Plus nous allons vers l'intimité, plus nous prenons des risques... en particulier celui d'abuser ou d'être abusés. Cela signifie que nous ne pouvons pas pratiquer le même degré relationnel avec toutes les personnes que nous rencontrons, bien que certains aimeraient être intimes avec tout le monde.

De plus, nous ne choisissons pas seuls la structure de la relation. A part dans le retrait, nous sommes toujours deux dans la relation. Dans chaque situation, il est nécessaire de s’accorder. Imaginez une rencontre d’Eglise durant laquelle le leader annonce soudain : « Nous allons former des groupes de deux ou trois pour prier ». C'est beau ! Mais il se peut qu’une personne ne soit pas prête à cela. Et comme il s’agit d’une activité imposée, elle peut être vécue comme abusive.

Dans le cadre de ce modèle relationnel à cinq niveaux, nous pouvons dire que chaque fois que la limite d’une personne est franchie, il y a un abus, à quelques exceptions près.

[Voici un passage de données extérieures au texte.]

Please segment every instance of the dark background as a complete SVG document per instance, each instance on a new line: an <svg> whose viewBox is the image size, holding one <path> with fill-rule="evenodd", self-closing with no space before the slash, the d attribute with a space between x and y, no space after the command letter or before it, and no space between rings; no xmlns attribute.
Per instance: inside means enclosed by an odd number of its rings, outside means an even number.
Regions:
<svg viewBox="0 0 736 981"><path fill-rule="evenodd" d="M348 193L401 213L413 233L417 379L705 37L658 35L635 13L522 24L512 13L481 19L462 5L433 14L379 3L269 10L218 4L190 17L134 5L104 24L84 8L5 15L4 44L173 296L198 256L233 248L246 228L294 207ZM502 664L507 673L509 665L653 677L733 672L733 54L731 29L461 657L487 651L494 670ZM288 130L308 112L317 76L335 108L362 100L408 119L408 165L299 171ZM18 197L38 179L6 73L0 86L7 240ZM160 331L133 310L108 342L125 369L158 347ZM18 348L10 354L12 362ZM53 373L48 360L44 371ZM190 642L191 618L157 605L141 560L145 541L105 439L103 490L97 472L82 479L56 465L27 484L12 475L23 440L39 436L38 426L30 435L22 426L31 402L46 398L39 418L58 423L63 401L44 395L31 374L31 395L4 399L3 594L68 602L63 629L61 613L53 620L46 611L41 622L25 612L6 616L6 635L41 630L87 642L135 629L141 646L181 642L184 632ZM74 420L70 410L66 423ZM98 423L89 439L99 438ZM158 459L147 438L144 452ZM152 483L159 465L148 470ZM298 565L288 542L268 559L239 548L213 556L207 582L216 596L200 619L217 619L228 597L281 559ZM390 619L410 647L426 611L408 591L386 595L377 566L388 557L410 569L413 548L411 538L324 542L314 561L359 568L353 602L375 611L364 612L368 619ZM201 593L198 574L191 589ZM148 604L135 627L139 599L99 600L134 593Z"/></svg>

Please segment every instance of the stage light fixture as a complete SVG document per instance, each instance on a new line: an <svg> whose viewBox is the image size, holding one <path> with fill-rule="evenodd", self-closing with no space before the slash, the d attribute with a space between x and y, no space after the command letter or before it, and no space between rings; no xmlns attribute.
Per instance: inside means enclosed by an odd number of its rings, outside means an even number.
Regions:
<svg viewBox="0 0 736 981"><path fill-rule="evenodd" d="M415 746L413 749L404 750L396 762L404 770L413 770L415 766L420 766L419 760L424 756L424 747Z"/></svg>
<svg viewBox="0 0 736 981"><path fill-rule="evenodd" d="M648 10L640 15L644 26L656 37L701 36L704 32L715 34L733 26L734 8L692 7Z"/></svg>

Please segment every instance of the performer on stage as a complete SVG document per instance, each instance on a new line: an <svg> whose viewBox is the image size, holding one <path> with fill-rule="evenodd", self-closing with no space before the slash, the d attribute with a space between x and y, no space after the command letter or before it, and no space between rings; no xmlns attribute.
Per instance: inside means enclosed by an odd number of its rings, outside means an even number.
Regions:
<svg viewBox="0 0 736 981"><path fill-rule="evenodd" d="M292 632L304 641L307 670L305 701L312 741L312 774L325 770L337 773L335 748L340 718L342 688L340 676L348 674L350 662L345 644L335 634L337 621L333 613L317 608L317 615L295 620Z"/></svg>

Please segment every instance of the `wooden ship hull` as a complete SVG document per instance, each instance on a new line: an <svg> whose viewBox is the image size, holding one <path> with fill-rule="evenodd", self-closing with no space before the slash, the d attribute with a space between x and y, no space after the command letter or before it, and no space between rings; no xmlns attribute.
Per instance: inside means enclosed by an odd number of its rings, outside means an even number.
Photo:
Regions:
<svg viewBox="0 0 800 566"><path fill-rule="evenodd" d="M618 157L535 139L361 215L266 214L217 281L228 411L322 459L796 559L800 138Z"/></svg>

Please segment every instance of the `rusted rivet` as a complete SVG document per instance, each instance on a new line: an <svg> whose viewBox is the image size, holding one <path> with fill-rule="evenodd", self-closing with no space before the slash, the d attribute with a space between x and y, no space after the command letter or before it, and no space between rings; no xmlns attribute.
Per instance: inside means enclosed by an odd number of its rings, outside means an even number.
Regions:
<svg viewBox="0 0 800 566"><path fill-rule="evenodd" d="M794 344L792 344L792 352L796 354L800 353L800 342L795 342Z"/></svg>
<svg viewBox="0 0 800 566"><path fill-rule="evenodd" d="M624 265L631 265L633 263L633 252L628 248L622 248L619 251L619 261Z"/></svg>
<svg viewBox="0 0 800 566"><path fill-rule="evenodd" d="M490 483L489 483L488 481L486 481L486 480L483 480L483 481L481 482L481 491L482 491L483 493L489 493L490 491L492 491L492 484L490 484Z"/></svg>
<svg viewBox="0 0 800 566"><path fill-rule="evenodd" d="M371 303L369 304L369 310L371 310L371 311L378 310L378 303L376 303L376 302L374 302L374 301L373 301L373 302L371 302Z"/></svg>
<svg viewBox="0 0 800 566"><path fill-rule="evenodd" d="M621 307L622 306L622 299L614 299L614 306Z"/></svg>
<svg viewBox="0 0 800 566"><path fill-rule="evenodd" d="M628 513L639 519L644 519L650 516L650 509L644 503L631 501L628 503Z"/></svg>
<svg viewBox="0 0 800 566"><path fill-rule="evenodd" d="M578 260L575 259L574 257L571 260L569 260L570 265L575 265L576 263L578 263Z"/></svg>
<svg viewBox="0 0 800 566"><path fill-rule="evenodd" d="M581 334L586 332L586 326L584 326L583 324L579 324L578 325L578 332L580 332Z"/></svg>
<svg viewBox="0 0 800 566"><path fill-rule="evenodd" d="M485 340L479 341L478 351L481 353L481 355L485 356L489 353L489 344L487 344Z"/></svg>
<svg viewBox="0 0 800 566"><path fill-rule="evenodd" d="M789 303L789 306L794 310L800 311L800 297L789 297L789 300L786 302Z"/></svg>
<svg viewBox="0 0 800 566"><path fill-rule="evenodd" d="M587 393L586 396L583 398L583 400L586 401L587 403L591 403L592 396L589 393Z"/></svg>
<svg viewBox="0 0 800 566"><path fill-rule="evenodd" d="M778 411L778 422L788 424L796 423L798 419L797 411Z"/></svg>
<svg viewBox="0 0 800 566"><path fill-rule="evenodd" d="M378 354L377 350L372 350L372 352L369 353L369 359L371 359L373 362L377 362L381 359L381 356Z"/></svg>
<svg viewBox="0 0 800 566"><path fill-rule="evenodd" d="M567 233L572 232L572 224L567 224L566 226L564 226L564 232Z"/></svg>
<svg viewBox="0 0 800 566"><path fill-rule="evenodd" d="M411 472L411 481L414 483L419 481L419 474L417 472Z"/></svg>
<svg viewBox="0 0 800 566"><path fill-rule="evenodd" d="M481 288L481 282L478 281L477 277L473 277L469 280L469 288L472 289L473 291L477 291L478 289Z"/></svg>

Et la prévention dans tout cela

Venons-en maintenant à la prévention. Car lorsqu’il y a des humains, il y a de la « pâte humaine », et des abus sont possibles. Afin de les prévenir, une charte donne un cadre bienvenu. Mais nous pouvons aller plus loin et rechercher un changement des cœurs : parce que nous avons appris à connaître les risques d’abus, nous sommes capables de les détecter et de les repousser.

Il serait même important de réfléchir à notre culture chrétienne – différente de la culture ambiante – et aux valeurs qu’elle véhicule. Lorsque Dieu nous accompagne, parfois, ça déborde (Ps 23.5) ! Comment appliquer ce « principe de débordement » dans nos relations ? Comment voir la plénitude de l'autre, le plein qui est en lui ? Allons-nous le limiter, afin qu’il ne déborde pas ? Allons-nous accepter qu’il déborde parce que Dieu a mis en lui quelque chose de « débordant » ?

Il y a quelques années, j’ai passé plusieurs mois dans une Eglise américaine dont la culture était très éloignée de ma culture de pasteur réformé suisse. Ces chrétiens étaient bruyants, ils bougeaient, ils me semblaient bizarres. Il m'a fallu du temps pour comprendre que mon rôle n’était pas de me protéger de leurs débordements, ou de les critiquer, mais de les accepter tels qu’ils sont, comme Dieu les a remplis. La culture du Royaume de Dieu change mon regard sur l'autre.

Et rappelons-nous de la mère de Jacques et Jean qui a demandé à Jésus d'asseoir ses fils, l'un à sa droite et l'autre à sa gauche (Mt 20.20-28). Jésus a répondu : « Vous désirez être grands ? Pas de problème ! Apprenez à être serviteurs ». Car dans notre monde, quand vous êtes grands, vous opprimez. Mais dans le Royaume, quand vous êtes grands, vous servez. Voilà un changement de mentalité !

Cela va même plus loin. Dans le Royaume, nous sommes serviteurs, mais avec des cœurs de rois. Nous ne sommes pas serviteurs pour éviter les responsabilités, ou par complexe d’infériorité, mais parce que le service est noble !

Enfin, la culture du Royaume nous rappelle que la grâce de Dieu est infinie. Nous pouvons y puiser sans crainte, sans chercher à défendre un territoire ou à s’emparer du territoire de l’autre, par peur de manquer de la bonté de Dieu.